There is also the Apostle's inspired stricture, who would have us work with our hands "that we might have to give" to those who have need; but one should not mistake to think others have need of such luxuries as we covet, or the many cluttering, cost-accruing conveniences of a well-appointed middle class, who are themselves poor debtors, either in fact to creditors or to the equally incessant anxieties and toils of property upkeep. By our charity we might then rob the indigent even of that which they once had, and by which they were wealthier than kings, of time, simplicity, and sobriety to contemplate the awful brevity and vanity of the present condition of the world. In the name of beneficence we have often loaded down the weary pilgrim with a material burden we ourselves could not carry, let alone run with upon an upward race to the loftiness of heavenly-mindedness, of sincere joy and present satisfaction in the Person of Christ. Can we say with the Psalmist, "Whom have I in heaven but Thou, O Lord, and there is none upon the earth I desire beside Thee"? Do we in fact go with the Patriarchs, seeking a city which has foundations, whose maker and builder is God?

For the Christian menial work is an exigency to be fitted to the actual needs of himself and others, not a pastime to let burgeon into something so time-absorbing as to distract from more permanent concerns as salvation and conformity to the character of God in Christ. Borrowing the language of the Confessions, the believer's time is chiefly to be spent in ways most conducive to the glorification and enjoyment of God. Suppose a man honestly assesses his many labors and asserts this is the case with him, I make no challenge. Let every man be convinced in his own conscience. But to those who knowingly while away their lives in mundane employments, both domestic and professional, because, in the last, to do so seems easier or merely conventional, or worse, because the pleasures of this world are so enticing, to such I commend dearly as unto myself, "let us seek those things which are above."

Paul labored with his hands that he might be chargeable to none, but his passion was not for momentary tents. It was in the beating of physical passions into submission, in keeping the body under, as it were, that through prayers and enterprises of the first magnitude he might "labor more than all" to make Christ's gospel freely known throughout the world; to erect for men not tents, but mansions of eternal dwelling. His wage was the glory of Christ. This he did most successfully not through long hours at the loom, however secondarily needful that was, but with long patience spent intentionally under the chisel of Christ's conforming word.
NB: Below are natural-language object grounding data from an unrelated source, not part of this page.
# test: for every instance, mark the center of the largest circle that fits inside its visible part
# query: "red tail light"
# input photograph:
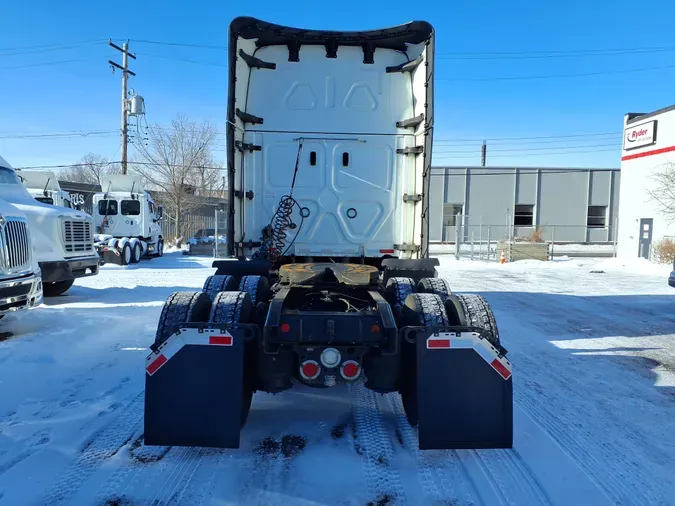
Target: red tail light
(350, 370)
(310, 369)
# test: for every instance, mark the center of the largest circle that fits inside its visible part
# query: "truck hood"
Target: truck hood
(43, 220)
(7, 210)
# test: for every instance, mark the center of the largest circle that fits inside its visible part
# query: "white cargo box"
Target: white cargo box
(343, 122)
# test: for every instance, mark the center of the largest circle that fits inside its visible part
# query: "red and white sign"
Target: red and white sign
(639, 136)
(471, 340)
(212, 337)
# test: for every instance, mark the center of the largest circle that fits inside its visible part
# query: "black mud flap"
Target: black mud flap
(465, 392)
(202, 250)
(415, 268)
(111, 256)
(193, 387)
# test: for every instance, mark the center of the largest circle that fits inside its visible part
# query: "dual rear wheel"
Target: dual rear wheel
(224, 307)
(431, 304)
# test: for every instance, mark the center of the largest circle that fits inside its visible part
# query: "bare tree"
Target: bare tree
(89, 169)
(663, 190)
(178, 162)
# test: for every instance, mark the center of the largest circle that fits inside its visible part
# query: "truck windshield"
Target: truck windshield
(111, 207)
(8, 176)
(131, 207)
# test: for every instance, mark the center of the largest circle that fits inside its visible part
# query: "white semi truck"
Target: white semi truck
(44, 187)
(20, 276)
(329, 140)
(62, 238)
(128, 222)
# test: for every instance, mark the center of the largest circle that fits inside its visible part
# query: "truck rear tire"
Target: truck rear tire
(439, 286)
(219, 283)
(256, 286)
(182, 307)
(136, 253)
(236, 307)
(396, 292)
(474, 311)
(420, 310)
(56, 288)
(126, 254)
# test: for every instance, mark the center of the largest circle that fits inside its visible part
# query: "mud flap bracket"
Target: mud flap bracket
(193, 387)
(464, 391)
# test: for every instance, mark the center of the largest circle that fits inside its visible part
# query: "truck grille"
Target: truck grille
(77, 236)
(16, 246)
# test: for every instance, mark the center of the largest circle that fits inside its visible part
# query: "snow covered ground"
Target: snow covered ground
(593, 351)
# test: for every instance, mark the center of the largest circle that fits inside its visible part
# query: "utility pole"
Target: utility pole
(125, 75)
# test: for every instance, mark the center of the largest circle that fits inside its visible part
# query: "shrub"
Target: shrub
(663, 251)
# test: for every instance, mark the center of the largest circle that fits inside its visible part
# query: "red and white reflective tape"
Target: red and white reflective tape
(471, 340)
(171, 346)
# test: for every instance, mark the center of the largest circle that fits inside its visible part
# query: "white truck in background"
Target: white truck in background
(128, 222)
(20, 276)
(44, 187)
(62, 238)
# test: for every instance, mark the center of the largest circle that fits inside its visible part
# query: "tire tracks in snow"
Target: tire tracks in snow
(497, 476)
(436, 485)
(101, 446)
(382, 479)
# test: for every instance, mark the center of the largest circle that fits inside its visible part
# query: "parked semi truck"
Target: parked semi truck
(128, 222)
(44, 187)
(20, 276)
(329, 138)
(62, 238)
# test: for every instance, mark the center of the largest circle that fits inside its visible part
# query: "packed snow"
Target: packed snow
(591, 343)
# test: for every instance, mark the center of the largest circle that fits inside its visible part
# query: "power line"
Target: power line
(513, 155)
(58, 135)
(488, 169)
(182, 59)
(52, 47)
(44, 64)
(618, 146)
(552, 76)
(551, 54)
(180, 44)
(536, 139)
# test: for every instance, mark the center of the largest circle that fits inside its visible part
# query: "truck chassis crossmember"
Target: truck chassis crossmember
(214, 350)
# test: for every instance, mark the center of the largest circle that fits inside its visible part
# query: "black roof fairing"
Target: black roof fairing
(270, 34)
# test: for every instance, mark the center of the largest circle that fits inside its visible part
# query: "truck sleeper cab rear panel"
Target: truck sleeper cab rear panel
(360, 136)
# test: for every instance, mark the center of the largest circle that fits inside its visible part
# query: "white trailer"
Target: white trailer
(62, 238)
(128, 222)
(44, 187)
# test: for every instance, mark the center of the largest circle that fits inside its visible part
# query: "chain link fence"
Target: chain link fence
(190, 224)
(469, 238)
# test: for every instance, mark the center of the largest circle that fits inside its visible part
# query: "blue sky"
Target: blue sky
(44, 92)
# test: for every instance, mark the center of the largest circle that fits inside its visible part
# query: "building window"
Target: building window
(597, 216)
(523, 216)
(450, 212)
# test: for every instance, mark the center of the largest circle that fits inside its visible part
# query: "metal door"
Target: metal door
(645, 242)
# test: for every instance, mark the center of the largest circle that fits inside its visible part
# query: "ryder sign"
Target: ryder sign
(639, 136)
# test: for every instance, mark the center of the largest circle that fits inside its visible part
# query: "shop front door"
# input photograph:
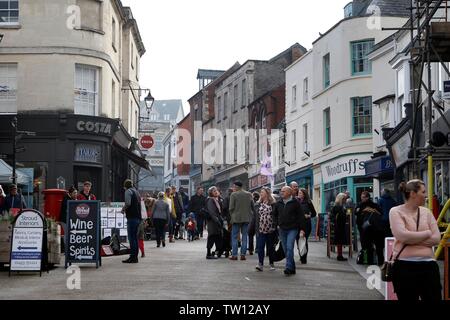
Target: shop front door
(82, 174)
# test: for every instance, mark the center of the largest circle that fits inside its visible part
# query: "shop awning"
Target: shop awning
(133, 157)
(382, 167)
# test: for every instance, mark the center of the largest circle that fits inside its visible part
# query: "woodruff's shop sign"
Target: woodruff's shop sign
(349, 166)
(83, 232)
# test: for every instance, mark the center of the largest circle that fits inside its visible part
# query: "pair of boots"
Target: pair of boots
(159, 244)
(131, 260)
(211, 256)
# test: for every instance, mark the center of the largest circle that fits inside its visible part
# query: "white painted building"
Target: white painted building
(340, 89)
(392, 70)
(299, 122)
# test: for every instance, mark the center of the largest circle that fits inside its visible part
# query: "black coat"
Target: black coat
(63, 214)
(213, 221)
(290, 215)
(196, 205)
(308, 209)
(339, 217)
(254, 224)
(360, 213)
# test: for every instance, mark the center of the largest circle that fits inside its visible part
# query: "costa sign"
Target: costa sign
(94, 127)
(147, 142)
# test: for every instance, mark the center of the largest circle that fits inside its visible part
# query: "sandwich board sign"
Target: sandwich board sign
(83, 232)
(27, 243)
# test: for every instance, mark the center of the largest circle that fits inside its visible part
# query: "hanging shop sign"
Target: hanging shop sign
(88, 153)
(94, 127)
(348, 166)
(27, 241)
(83, 232)
(400, 149)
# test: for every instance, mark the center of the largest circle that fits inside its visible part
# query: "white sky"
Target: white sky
(182, 36)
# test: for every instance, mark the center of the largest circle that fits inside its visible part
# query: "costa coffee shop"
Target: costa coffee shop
(342, 174)
(69, 149)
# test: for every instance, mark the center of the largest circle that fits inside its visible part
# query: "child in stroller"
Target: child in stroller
(191, 227)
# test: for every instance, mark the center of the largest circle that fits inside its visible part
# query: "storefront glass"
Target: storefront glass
(331, 190)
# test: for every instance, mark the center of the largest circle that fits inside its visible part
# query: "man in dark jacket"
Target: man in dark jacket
(290, 220)
(178, 203)
(132, 211)
(197, 205)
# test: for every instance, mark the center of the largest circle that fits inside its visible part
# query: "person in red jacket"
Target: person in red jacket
(86, 193)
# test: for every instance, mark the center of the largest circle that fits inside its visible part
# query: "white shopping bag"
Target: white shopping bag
(302, 246)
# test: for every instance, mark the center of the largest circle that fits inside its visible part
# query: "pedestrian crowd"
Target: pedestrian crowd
(281, 221)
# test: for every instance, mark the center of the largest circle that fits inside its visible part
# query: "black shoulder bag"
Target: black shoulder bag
(387, 269)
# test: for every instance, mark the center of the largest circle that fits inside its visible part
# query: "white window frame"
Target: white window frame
(225, 105)
(8, 89)
(9, 22)
(114, 36)
(132, 56)
(236, 97)
(82, 90)
(294, 97)
(294, 145)
(305, 138)
(244, 92)
(305, 90)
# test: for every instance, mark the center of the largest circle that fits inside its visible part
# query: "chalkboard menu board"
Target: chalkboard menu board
(83, 232)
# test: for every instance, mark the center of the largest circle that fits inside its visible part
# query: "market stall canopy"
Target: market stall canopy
(6, 174)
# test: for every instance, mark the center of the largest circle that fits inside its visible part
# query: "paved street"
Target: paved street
(180, 271)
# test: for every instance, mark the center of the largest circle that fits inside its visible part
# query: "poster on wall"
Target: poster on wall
(27, 242)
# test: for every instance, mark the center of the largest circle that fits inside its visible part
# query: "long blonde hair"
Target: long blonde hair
(340, 199)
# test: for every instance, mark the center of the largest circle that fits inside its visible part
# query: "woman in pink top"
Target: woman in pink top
(416, 273)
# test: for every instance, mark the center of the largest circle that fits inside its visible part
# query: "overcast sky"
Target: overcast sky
(182, 36)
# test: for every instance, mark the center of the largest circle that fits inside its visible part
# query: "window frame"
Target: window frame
(9, 10)
(96, 91)
(327, 126)
(236, 97)
(244, 93)
(357, 119)
(305, 138)
(326, 66)
(365, 59)
(294, 97)
(305, 90)
(294, 145)
(10, 81)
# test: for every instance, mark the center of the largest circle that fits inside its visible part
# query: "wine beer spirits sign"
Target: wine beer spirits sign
(83, 232)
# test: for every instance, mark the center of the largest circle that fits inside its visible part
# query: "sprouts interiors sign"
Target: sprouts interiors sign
(348, 166)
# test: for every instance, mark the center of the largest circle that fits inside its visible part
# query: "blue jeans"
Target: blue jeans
(133, 227)
(287, 238)
(263, 240)
(243, 229)
(200, 224)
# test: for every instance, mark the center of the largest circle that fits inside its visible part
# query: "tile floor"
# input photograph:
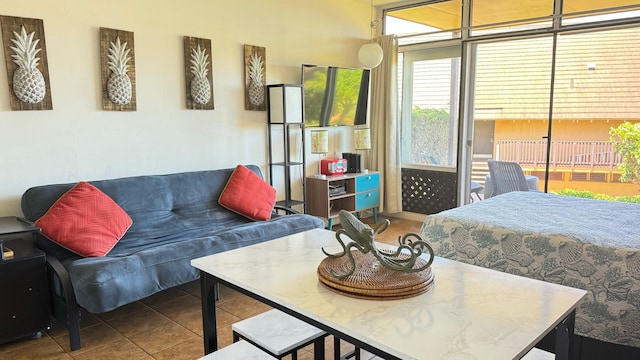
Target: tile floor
(167, 325)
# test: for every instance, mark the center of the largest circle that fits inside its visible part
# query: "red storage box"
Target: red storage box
(333, 166)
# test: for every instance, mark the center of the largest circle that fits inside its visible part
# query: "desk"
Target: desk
(471, 312)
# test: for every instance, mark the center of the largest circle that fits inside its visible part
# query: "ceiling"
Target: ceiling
(447, 14)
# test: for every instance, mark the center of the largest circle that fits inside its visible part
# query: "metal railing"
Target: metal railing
(574, 154)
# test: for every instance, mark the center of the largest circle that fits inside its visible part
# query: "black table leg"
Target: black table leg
(209, 295)
(564, 337)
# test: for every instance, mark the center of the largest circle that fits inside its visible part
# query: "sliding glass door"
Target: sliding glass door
(431, 85)
(511, 96)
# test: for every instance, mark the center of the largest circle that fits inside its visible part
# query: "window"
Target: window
(429, 111)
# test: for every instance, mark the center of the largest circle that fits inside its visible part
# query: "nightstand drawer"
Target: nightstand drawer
(367, 182)
(367, 200)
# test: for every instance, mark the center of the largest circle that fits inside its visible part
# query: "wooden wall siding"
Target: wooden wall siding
(255, 92)
(9, 25)
(107, 36)
(190, 45)
(513, 78)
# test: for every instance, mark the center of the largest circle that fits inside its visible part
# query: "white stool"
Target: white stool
(279, 334)
(240, 350)
(537, 354)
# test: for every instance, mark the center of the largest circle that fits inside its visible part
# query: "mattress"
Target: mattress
(584, 243)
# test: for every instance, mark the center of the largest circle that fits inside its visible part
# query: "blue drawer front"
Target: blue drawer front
(367, 182)
(367, 200)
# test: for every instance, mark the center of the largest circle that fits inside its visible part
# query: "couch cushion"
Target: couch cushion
(85, 220)
(247, 194)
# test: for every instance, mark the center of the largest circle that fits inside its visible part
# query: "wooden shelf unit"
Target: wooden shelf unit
(362, 192)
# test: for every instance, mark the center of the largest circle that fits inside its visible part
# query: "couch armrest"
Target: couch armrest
(64, 306)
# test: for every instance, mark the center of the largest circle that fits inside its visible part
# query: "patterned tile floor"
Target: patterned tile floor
(167, 325)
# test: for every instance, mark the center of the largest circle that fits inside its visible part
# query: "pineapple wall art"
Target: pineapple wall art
(117, 58)
(26, 62)
(255, 75)
(198, 73)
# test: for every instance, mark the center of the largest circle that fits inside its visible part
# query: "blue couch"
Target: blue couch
(176, 218)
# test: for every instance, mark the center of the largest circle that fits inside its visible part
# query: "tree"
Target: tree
(429, 136)
(626, 138)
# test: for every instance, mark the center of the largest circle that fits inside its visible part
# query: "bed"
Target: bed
(584, 243)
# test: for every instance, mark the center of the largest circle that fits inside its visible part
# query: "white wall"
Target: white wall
(77, 140)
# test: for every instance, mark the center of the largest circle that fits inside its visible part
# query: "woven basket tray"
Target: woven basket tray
(371, 280)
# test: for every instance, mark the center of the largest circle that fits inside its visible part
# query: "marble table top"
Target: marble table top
(470, 313)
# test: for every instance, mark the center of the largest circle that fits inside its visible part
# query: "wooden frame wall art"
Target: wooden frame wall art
(25, 53)
(118, 68)
(198, 73)
(255, 77)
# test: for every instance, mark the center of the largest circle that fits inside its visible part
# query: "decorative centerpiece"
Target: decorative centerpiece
(362, 270)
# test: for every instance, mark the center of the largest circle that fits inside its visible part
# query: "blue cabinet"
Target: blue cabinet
(351, 192)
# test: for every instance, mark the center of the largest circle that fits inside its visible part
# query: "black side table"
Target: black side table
(24, 290)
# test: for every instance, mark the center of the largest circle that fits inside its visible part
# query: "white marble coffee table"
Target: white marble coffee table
(471, 312)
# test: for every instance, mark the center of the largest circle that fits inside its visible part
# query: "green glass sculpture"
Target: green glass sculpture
(403, 259)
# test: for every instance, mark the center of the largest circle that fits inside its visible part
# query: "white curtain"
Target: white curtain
(385, 128)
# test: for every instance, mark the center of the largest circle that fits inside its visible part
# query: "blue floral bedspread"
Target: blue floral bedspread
(588, 244)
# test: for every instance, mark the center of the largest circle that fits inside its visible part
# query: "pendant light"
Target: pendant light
(370, 54)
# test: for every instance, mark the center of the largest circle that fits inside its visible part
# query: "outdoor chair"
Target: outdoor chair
(506, 177)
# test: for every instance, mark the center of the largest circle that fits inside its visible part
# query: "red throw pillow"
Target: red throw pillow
(248, 194)
(85, 220)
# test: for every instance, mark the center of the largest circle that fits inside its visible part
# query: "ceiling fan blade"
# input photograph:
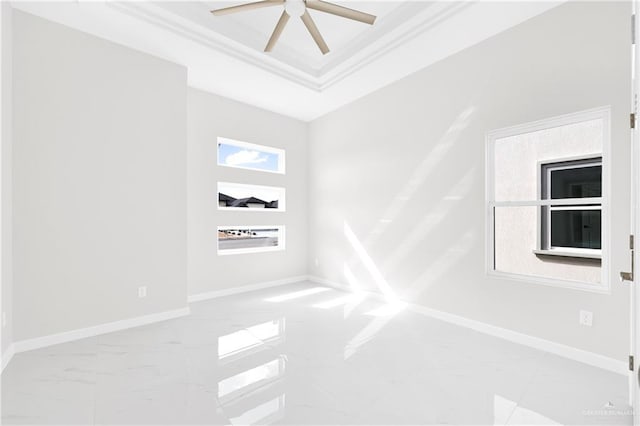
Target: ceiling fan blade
(282, 22)
(342, 11)
(313, 30)
(247, 6)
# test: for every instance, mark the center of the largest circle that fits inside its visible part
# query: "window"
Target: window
(236, 196)
(244, 155)
(547, 201)
(574, 229)
(249, 239)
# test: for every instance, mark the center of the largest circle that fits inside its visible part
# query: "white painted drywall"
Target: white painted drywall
(6, 232)
(403, 172)
(210, 116)
(99, 180)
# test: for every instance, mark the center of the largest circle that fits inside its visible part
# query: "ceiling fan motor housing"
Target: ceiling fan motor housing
(295, 8)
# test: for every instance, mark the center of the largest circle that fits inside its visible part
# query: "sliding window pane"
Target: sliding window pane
(576, 229)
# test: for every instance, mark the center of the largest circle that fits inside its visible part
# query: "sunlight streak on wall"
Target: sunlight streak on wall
(296, 294)
(368, 262)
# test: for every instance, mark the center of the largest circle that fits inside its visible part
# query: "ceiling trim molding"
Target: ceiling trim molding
(431, 20)
(324, 78)
(152, 15)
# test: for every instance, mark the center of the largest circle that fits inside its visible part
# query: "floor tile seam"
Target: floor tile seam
(527, 387)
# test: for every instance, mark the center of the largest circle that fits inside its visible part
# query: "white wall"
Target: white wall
(210, 116)
(6, 231)
(99, 180)
(404, 169)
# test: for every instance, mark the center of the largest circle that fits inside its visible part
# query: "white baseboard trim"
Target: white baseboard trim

I say at last, the matter is not so much the time and act of any particular employment, but the intention beneath it all. Whatever we do, let us be persuaded we are doing it unto Christ and not our vanity, and in the best way possible. Let the sweat of our brow not fall for that which perishes, but to be laying up treasures of golden praise against that final day of payment to be heaped heaven-high over Christ's worthy crown.